With countless hours of lost productivity, financial systems disrupted for millions of users, and potentially hundreds of billions of dollars lost, this week’s AWS outage made for an unquestionably terrible day for global IT teams. Of course, it was also the worst global cloud catastrophe since the last one…and until the next.  

Whether you’re on AWS, GCP, Azure, or any other platform, major outages are a given of cloud computing reality. So what can your firm do to soften the blow? Below, I’ll offer four steps that your team can take immediately.   
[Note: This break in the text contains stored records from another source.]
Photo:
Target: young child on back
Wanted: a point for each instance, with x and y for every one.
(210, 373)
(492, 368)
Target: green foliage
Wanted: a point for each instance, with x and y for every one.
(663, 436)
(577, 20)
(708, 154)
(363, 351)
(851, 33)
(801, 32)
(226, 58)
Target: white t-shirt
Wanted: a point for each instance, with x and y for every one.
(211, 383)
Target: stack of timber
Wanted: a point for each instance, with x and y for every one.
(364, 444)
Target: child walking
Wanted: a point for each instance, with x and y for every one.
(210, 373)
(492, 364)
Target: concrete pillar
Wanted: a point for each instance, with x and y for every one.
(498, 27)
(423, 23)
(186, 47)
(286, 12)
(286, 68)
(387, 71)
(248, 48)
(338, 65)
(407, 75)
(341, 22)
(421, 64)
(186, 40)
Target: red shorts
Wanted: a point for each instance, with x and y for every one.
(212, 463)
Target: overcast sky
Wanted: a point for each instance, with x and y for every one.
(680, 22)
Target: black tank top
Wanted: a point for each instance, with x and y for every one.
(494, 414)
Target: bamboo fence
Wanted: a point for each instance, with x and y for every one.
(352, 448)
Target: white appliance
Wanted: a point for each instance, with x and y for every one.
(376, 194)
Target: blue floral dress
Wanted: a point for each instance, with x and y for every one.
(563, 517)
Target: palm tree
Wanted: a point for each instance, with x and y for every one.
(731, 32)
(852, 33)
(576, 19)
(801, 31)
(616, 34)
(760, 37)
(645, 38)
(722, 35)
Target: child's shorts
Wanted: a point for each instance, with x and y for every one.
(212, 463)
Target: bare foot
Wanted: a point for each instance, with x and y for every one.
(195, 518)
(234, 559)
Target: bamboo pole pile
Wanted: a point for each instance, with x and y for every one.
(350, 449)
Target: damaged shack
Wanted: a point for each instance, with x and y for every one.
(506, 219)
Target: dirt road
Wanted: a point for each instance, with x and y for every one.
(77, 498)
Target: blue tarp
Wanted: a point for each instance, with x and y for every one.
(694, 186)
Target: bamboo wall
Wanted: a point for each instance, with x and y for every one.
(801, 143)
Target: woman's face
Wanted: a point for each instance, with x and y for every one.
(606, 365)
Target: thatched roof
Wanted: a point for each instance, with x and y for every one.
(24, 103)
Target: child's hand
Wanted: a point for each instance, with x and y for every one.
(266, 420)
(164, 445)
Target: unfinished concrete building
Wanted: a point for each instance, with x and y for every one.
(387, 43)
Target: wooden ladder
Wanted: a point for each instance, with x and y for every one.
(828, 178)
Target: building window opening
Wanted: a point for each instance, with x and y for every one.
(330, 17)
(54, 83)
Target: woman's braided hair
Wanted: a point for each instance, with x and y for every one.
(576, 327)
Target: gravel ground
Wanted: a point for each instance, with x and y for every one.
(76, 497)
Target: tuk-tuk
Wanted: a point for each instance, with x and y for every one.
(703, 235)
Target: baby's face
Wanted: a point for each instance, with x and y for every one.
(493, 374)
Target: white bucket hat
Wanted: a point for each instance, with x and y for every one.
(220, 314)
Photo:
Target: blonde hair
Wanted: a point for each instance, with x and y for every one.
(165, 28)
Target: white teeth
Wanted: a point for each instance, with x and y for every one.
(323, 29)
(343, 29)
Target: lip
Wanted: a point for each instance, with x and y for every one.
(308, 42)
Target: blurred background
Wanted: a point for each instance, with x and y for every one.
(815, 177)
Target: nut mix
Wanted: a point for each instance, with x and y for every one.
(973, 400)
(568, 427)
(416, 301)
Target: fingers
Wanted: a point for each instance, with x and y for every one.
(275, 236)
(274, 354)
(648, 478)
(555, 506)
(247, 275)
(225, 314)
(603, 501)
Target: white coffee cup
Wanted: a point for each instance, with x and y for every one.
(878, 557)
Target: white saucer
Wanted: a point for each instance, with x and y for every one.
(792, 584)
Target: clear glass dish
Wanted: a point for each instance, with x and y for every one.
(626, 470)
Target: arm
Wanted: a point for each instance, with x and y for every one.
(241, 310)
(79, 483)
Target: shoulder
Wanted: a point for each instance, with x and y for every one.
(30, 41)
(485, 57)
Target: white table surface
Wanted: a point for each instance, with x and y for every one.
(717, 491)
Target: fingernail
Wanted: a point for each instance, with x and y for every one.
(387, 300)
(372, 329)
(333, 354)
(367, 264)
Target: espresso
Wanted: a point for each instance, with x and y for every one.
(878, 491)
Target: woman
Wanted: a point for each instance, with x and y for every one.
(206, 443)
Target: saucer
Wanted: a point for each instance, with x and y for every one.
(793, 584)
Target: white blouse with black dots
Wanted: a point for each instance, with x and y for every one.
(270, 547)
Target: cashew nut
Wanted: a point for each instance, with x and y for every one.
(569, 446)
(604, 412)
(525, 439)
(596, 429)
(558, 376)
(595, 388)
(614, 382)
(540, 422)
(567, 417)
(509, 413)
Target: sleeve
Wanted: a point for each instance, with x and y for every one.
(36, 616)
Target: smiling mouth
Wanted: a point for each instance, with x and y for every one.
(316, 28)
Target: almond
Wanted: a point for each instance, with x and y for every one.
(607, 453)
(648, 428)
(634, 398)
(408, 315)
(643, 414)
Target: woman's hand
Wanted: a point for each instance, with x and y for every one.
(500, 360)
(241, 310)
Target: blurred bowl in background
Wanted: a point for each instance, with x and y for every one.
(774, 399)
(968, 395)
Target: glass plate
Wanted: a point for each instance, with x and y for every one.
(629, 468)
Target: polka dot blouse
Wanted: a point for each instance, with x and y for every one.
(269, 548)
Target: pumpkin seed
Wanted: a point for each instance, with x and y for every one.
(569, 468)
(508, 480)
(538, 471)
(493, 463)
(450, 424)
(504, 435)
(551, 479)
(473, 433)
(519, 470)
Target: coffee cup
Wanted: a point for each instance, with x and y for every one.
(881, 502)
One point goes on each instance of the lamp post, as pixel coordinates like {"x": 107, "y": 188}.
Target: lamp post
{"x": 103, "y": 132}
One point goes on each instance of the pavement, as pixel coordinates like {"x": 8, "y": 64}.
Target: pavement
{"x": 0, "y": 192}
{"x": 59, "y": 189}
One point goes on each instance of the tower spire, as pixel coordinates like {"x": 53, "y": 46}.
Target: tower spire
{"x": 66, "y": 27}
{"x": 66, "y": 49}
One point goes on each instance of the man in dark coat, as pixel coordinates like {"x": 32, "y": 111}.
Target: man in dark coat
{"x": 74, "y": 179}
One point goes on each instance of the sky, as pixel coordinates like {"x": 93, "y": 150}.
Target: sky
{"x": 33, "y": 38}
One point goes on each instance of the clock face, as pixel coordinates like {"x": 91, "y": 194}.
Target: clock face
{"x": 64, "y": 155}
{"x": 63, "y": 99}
1. Bring Your Skepticism – Do Your Homework

Often, teams will court disaster by walking into cloud arrangements assuming that major cloud corporations are inherently reliable. To be sure, the most-trusted firms have earned their reputation for a reason. At the same time, every cloud and hyperscaler offers a wide array of infrastructure options – AWS North America alone has 31 Availability Zones and 31 Edge Network Locations – and some options are vastly more reliable than the others.  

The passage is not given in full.